Come per i valori catastali. Già, un Catasto patrimoniale è in sé, a fini tributari, senza senso e di per sé, sempre surrettiziamente espropriativo (nei Paesi civili, come la Germania, se il Fisco colpisce un bene oltre il reddito che esso produce – l’inizio dell’esproprio – la cosa è di per sé considerata una iniquità e una illegittimità). Erano patrimoniali, infatti, i catasti preunitari. Con lo Stato unitario, la classe politica liberale introdusse un Catasto reddituale (e in quello rustico, più annualmente si produceva, più si guadagnava e meno si pagava, perché voleva dire che si erano messi a coltivazione terreni già incolti). Questa era onestà e cura di perseguire i progressi e il bene della comunità. Oggi, pur di far cassa, siamo tornati indietro di quasi 200 anni: Draghi conferma e potenzia il sistema patrimoniale, dicendo comunque – bontà sua – che i nuovi estimi partiranno solo fra 5 anni. Certo, prima di allora il nuovo Catasto non sarà pronto…

È la prova stessa che il Catasto che si prepara, più per i nostri figli che per noi, è un Catasto che aumenterà le imposte. Se no, parliamoci chiaro, perché dovrebbero rifarlo? E perché patrimoniale? Perché se fosse reddituale, oltre che giusto sarebbe anche tale da non comportare l’assunzione clientelare – come certo si farà – di nuovi dipendenti dell’Agenzia delle entrate (perché è essa paradossalmente, che eliminerà le iniquità …) per fare il nuovo Catasto. Infatti, basterebbe che i proprietari di immobili fossero tenuti a dichiarare il loro reddito – come era nello storico periodo liberale –, sotto comminatoria di sanzioni penali.
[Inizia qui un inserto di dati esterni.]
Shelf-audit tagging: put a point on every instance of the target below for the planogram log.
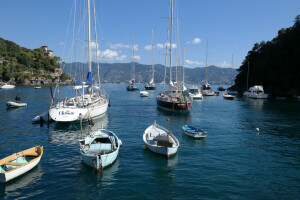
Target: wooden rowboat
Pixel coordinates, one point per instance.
(19, 163)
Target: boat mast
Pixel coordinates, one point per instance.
(152, 59)
(133, 65)
(171, 41)
(206, 57)
(166, 55)
(96, 44)
(89, 37)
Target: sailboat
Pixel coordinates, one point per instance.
(172, 99)
(132, 86)
(206, 90)
(90, 104)
(151, 85)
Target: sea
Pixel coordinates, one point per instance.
(234, 161)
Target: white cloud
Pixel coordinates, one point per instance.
(148, 47)
(108, 55)
(196, 41)
(119, 46)
(223, 64)
(136, 57)
(60, 44)
(195, 63)
(121, 58)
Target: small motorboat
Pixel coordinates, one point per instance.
(7, 86)
(194, 132)
(13, 104)
(144, 93)
(161, 141)
(100, 149)
(44, 117)
(19, 163)
(228, 97)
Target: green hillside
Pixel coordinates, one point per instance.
(274, 64)
(18, 63)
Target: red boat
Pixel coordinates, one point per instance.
(228, 97)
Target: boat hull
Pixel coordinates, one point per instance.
(9, 175)
(172, 105)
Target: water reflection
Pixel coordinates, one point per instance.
(14, 187)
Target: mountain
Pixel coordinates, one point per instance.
(121, 73)
(274, 64)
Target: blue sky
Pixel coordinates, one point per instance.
(232, 27)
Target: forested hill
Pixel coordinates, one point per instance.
(18, 63)
(122, 72)
(274, 64)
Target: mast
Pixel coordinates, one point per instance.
(133, 65)
(206, 57)
(96, 44)
(166, 55)
(89, 37)
(171, 41)
(152, 59)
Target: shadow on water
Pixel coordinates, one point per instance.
(23, 182)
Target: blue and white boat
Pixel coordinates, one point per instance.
(194, 132)
(161, 141)
(100, 149)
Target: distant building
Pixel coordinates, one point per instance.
(47, 52)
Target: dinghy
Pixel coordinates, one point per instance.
(100, 149)
(161, 141)
(194, 132)
(19, 163)
(144, 94)
(15, 104)
(44, 117)
(228, 97)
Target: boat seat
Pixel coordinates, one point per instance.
(16, 164)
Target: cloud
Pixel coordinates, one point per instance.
(223, 64)
(121, 58)
(136, 57)
(60, 44)
(122, 46)
(196, 41)
(197, 63)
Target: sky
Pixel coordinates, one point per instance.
(231, 28)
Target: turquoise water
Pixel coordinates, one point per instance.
(233, 162)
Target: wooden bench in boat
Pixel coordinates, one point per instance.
(16, 164)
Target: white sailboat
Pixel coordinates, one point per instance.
(151, 85)
(90, 104)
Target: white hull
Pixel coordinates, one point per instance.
(71, 114)
(21, 170)
(15, 104)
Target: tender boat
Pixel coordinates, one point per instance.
(19, 163)
(7, 86)
(195, 93)
(161, 141)
(228, 96)
(42, 117)
(144, 93)
(13, 104)
(100, 149)
(194, 132)
(256, 92)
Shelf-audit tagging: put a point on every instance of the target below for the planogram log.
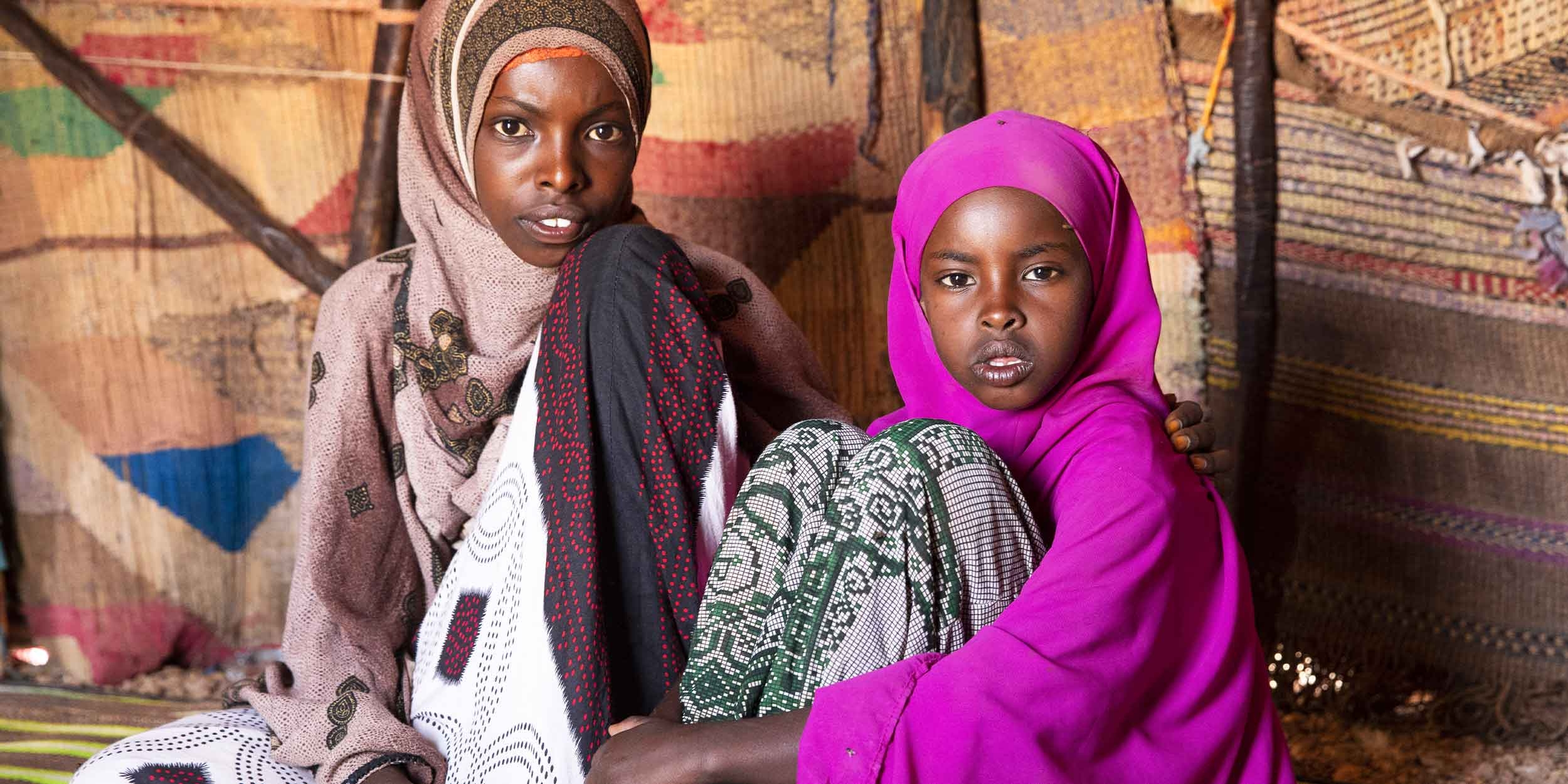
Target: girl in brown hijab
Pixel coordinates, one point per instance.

Il valore di un bene, invero, è sempre opinabile (come invece non è il reddito incassato) e si può quindi farlo stabilire, alla bella e meglio, da un algoritmo, magari anche non rendendo nota (come si prevederà di fare) la formula di questo strumento risalente alla Bagdad dal 500 d.C. … Ma tant’è, questo dell’algoritmo è diventato un mantra dal quale il Fisco non vuole demordere. Per la ragione detta.

C’è però una carta vincente (contro la nuova patrimoniale aggiuntiva che si vuole varare), che i tassatori infatti non accetteranno mai. Se davvero – come sostengono i giornaloni – l’attuale valore catastale è di gran lunga inferiore al valore di mercato, il Fisco ha un modo semplicissimo per dimostrare di aver ragione: si impegni ad acquistare gli immobili al valore che sarà stabilito nel nuovo Catasto! Non lo farà mai.